Amna Al Ketbi (Dubai)
The two Emirati astronauts, Hazza Al Mansouri and Sultan Al Neyadi, underwent training at NASA’s Johnson Space Center, including maintenance operations outside the International Space Station. During their training, they use the ARGOS system, which helps them simulate microgravity and other space environments.
The two Emirati astronauts are continuing specific training at the Johnson Space Center, which included theoretical classes and practical training on the T-38 aircraft.
The practical exercises included planning the flight path and communicating with air navigation control towers, in addition to maneuvering the aircraft, exposure to high acceleration forces, and dealing with emergencies, in addition to theoretical classes for in-plane control systems, radar, communications, navigation and emergency systems, in order to qualify them to be “operators”. for the International Space Station.
Al Mansouri and Al Neyadi trained in the Virtual Reality Laboratory, which helps astronauts train on different and accurate equipment and tasks, including simulating the external maintenance process of the International Space Station during spacewalks, in addition to their beginning to fly the T-38 planes, where they learn about the components of the plane, and systems Control, navigation, standard and emergency procedures, especially that working inside the aircraft is dynamic, and requires mental presence and speed of response, which simulates work in spacecraft.
The training operations included training on the T-38 jet plane, driving it during ascent and landing, and performing maneuvers at altitudes of more than 5 kilometers, in addition to learning the plane’s electricity, how to use the rescue chair, and making standard procedures similar to some missions of the International Space Station.
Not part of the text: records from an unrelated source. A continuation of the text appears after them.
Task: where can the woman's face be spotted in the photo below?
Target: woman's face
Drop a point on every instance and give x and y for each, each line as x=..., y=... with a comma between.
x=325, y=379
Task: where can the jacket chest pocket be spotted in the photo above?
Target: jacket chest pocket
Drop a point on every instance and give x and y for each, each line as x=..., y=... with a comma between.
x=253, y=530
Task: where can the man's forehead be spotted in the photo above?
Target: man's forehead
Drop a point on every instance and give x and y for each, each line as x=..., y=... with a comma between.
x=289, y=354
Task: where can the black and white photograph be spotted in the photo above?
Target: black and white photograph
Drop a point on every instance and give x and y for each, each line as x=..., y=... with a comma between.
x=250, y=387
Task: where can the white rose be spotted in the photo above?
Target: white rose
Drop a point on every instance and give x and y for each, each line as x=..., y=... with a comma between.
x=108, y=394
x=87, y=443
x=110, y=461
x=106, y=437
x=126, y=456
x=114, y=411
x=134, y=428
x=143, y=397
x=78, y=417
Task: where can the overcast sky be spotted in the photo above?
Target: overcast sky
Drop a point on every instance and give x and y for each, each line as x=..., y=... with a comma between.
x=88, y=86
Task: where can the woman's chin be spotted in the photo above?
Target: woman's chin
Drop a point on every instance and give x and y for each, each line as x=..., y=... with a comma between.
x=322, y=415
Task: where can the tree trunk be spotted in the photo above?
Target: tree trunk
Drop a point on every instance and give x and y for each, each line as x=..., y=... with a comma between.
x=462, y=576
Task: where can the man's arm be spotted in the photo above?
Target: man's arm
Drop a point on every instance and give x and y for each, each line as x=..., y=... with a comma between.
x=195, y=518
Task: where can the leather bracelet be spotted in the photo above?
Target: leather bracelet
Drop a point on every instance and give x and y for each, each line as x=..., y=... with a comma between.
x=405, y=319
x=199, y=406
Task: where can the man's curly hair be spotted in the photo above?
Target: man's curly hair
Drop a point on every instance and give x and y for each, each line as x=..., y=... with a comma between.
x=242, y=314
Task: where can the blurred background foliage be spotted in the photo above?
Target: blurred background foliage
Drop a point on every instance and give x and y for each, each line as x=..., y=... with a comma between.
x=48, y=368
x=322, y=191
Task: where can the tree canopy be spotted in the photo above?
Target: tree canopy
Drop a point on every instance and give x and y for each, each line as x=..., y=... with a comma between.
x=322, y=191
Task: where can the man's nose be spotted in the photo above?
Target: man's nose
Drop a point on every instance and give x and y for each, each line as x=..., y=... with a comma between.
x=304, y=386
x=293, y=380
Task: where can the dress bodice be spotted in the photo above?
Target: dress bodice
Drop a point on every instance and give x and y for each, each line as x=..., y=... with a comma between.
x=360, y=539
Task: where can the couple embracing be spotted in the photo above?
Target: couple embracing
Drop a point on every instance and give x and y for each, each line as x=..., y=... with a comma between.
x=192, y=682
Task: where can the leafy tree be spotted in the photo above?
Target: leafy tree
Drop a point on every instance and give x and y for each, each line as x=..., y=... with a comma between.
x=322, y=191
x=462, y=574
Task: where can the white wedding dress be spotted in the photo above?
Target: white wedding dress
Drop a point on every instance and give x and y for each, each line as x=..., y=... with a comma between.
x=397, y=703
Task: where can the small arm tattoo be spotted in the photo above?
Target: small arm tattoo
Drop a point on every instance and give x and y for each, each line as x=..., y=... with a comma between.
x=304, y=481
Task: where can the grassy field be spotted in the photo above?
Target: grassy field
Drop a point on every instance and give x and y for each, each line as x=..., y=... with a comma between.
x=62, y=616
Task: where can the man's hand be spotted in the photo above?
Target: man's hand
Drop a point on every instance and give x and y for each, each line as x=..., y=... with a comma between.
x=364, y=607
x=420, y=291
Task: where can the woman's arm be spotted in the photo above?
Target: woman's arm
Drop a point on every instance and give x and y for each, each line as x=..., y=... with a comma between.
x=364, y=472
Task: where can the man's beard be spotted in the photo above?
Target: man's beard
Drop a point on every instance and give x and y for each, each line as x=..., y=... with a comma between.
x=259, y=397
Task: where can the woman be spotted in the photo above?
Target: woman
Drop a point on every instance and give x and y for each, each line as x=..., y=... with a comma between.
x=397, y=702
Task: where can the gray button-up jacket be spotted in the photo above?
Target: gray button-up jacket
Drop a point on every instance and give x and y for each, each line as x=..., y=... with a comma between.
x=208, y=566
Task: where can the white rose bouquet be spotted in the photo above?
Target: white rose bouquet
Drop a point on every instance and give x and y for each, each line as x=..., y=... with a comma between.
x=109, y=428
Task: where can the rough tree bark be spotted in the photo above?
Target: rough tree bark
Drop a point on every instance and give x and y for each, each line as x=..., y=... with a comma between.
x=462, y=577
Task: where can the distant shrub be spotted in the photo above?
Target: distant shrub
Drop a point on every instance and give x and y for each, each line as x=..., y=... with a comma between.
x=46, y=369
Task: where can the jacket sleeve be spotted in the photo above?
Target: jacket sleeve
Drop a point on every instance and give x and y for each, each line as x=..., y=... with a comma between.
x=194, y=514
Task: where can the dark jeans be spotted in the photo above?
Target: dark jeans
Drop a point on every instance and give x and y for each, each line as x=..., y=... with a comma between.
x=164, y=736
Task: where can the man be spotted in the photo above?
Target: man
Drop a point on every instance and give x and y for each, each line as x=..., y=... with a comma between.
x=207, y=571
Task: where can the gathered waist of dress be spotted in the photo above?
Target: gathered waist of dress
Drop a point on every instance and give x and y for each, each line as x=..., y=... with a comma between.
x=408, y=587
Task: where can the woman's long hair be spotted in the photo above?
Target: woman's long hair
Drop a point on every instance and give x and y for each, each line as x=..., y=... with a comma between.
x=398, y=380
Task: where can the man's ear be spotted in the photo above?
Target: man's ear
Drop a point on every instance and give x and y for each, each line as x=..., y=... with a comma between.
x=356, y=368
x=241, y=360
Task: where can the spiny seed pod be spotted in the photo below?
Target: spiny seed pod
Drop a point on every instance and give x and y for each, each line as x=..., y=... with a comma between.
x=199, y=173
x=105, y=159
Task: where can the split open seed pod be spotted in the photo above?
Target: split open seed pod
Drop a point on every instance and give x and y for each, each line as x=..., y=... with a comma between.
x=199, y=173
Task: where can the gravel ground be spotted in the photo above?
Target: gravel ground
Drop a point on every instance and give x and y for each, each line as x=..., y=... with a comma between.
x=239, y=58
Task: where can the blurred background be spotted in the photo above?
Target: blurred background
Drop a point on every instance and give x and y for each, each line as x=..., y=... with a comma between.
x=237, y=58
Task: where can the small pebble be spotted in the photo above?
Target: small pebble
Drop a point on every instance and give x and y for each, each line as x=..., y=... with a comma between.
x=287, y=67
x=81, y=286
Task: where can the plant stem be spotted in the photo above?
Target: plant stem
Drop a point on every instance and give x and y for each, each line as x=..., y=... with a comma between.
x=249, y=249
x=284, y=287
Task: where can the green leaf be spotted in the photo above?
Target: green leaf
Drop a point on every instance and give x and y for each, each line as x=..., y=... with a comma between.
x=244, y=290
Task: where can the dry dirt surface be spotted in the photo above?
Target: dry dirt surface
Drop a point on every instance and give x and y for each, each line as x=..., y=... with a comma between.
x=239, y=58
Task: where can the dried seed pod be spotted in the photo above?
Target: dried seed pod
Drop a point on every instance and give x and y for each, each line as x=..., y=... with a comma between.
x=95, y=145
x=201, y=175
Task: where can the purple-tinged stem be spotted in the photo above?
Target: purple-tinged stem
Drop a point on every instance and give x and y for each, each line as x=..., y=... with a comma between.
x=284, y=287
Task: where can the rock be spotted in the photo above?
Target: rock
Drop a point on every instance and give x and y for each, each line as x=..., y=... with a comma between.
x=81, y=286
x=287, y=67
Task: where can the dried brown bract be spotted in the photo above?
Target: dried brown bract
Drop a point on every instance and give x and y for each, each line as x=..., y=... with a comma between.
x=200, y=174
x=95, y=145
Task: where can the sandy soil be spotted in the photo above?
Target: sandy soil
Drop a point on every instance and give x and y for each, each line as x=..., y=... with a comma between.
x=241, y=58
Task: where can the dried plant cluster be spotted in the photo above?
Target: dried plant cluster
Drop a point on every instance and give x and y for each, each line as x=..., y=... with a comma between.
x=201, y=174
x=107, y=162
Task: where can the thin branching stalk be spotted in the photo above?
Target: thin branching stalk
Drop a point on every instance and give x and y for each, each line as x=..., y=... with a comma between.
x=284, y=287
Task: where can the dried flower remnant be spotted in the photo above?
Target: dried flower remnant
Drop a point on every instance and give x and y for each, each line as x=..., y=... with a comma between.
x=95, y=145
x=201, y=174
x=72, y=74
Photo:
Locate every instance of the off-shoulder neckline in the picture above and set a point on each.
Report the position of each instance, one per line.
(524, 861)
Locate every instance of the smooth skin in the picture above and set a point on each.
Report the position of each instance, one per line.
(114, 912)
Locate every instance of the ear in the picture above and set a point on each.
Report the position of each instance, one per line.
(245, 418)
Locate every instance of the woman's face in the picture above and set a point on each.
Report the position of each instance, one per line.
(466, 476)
The exercises also include the routine tasks that astronauts perform aboard the International Space Station, such as operating and handling computer systems, storing and locating equipment, communicating with ground stations, maintaining, installing and repairing equipment, dealing with ISS systems, and controlling robots. In addition, the two astronauts in the center study aerodynamics, physics and physiology, methods of tracking space ships, studying how rocket engines work and flight mechanics, and learning about other different sciences, such as geology that helps them learn about the nature of the moon’s surface, and other related matters. cognitive.
The neutral buoyancy laboratory exercises are one of the most important methods to prepare astronauts for spacewalk missions, during which the body is suspended in a state between buoyancy and drowning, in a huge swimming pool, 202 feet long, 102 feet wide, and 40 feet deep. One of the important experiences for astronauts, before any space flight, where the space suit is worn under the surface of the water, inside huge basins prepared for training, with the help of weights that maintain the level of the astronauts, by avoiding landing under the bottom, or floating to the surface, and this comes to put the astronauts Space is in a state similar to weightlessness and gravity. They spend 6 hours underwater, which is equivalent to an hour in space.
The two astronauts have spent 9 months now since joining the Johnson Center training, during which they have undergone a lot of professional training, which includes training on spacewalk missions outside the International Space Station, staying for long periods in it, and training on many of the operations that take place on board, including handling With terminal systems and robotics control.